Prime Minister Imran Khan delivered his address to the 76th session of the United Nations General Assembly (UNGA) earlier today. He said, “There is only one way to go. We must strengthen and stabilise the current government, for the sake of the people of Afghanistan.”

“Right now the whole international community should think what is the way ahead. There are two paths that we can take. If we neglect Afghanistan right now, according to the UN half the people of Afghanistan are already vulnerable, and by next year almost 90 per cent of the people in Afghanistan will go below the poverty line.”

“If the world community incentivises them, and encourages them to walk this talk, it will be a win-win situation for everyone. Because these are the four conditions that the US-Taliban dialogue in Doha was all about,” PM Imran Khan said.


“You cannot waste time. Help is needed there. Humanitarian assistance has to be given there immediately. The Secretary-General of the United Nations has taken bold steps. I urge you to mobilise the international community, and move in this direction,” he said.


The premier also discussed Islamophobia and said that the UN Global Counter-Terrorism Strategy has recognised as an emerging threat, as it increases the tendency of right-wing, xenophobic, and violent nationalists, extremists, and terrorist groups to target Muslims.

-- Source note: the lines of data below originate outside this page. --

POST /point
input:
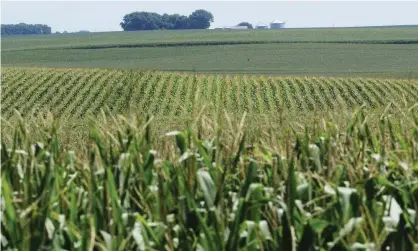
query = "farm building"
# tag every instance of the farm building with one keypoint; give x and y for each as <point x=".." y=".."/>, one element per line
<point x="261" y="26"/>
<point x="276" y="24"/>
<point x="236" y="28"/>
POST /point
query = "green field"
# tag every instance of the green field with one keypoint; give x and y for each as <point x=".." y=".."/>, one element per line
<point x="77" y="92"/>
<point x="387" y="52"/>
<point x="296" y="139"/>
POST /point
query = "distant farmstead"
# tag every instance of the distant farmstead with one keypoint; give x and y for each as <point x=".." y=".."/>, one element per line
<point x="276" y="24"/>
<point x="261" y="26"/>
<point x="236" y="28"/>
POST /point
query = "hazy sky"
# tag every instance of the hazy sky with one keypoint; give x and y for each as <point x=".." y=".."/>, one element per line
<point x="106" y="15"/>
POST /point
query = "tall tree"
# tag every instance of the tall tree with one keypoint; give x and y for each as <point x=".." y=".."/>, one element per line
<point x="250" y="26"/>
<point x="200" y="19"/>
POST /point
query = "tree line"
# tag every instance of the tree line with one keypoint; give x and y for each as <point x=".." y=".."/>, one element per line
<point x="199" y="19"/>
<point x="24" y="29"/>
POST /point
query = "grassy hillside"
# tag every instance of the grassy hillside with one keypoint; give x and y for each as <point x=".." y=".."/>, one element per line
<point x="77" y="92"/>
<point x="316" y="52"/>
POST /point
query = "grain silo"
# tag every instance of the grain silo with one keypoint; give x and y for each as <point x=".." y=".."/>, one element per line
<point x="261" y="26"/>
<point x="276" y="24"/>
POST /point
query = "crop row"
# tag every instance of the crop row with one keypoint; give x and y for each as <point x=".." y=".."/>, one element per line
<point x="78" y="92"/>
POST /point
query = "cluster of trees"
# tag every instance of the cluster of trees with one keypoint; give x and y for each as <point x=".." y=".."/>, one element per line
<point x="250" y="26"/>
<point x="199" y="19"/>
<point x="24" y="29"/>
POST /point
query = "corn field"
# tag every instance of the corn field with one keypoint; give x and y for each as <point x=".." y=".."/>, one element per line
<point x="79" y="92"/>
<point x="327" y="189"/>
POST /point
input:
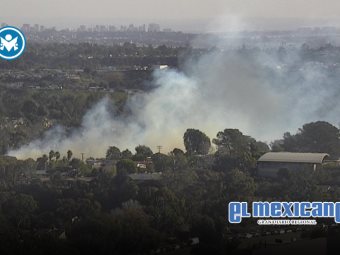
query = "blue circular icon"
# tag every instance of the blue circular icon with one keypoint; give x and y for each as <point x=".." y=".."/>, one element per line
<point x="12" y="43"/>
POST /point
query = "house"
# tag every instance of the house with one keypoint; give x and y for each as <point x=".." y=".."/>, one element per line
<point x="271" y="163"/>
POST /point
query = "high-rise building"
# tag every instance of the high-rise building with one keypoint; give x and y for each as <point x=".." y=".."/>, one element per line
<point x="153" y="27"/>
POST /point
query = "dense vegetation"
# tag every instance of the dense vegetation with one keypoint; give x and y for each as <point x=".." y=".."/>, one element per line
<point x="113" y="213"/>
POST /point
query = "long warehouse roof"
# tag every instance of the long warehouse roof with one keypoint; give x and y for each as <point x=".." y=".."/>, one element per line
<point x="293" y="157"/>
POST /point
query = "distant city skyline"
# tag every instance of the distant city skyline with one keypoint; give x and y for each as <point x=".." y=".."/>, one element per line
<point x="185" y="15"/>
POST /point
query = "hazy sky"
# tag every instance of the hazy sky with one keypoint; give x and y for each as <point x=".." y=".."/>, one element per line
<point x="184" y="14"/>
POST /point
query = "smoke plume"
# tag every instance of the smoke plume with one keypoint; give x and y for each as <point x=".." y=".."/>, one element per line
<point x="264" y="93"/>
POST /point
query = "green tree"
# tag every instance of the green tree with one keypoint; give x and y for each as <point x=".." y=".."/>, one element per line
<point x="126" y="154"/>
<point x="126" y="166"/>
<point x="69" y="155"/>
<point x="51" y="155"/>
<point x="142" y="152"/>
<point x="113" y="153"/>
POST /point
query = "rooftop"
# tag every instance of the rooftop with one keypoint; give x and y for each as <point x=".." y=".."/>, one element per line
<point x="293" y="157"/>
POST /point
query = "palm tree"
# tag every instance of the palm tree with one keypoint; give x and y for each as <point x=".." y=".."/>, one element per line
<point x="69" y="155"/>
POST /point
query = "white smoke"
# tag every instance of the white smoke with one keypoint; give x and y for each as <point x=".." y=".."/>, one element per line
<point x="254" y="92"/>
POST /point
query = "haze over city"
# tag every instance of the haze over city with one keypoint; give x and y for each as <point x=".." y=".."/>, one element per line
<point x="189" y="15"/>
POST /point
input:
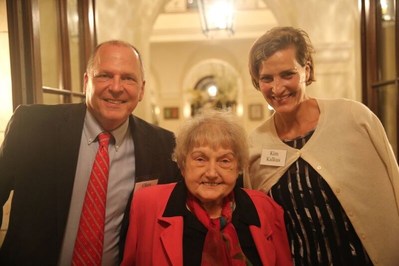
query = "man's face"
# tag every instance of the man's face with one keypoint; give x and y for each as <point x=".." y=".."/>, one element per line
<point x="114" y="86"/>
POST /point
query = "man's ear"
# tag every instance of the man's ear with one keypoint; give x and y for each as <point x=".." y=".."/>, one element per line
<point x="141" y="96"/>
<point x="85" y="80"/>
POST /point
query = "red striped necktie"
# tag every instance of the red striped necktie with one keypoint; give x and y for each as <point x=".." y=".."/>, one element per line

“We hope the Secretary-General’s report will focus on these new threats of terrorism posed by Islamophobes and right-wing extremists,” the prime minister said.

“I call on the Secretary-General to convene a global dialogue on countering the rise of Islamophobia. Our parallel efforts, at the same time, should be to promote interfaith harmony, and they should continue,” he added.

The prime minister went on to underscore how New Delhi has also embarked “on what it ominously calls the ‘final solution’ for the Jammu and Kashmir dispute”.

“Indian actions violate the resolutions of the UN Security Council on Jammu and Kashmir. The resolutions clearly prescribe that the ‘final disposition’ of the disputed territory should be decided by its people, through a free and impartial plebiscite held under the UN auspices,” the premier added.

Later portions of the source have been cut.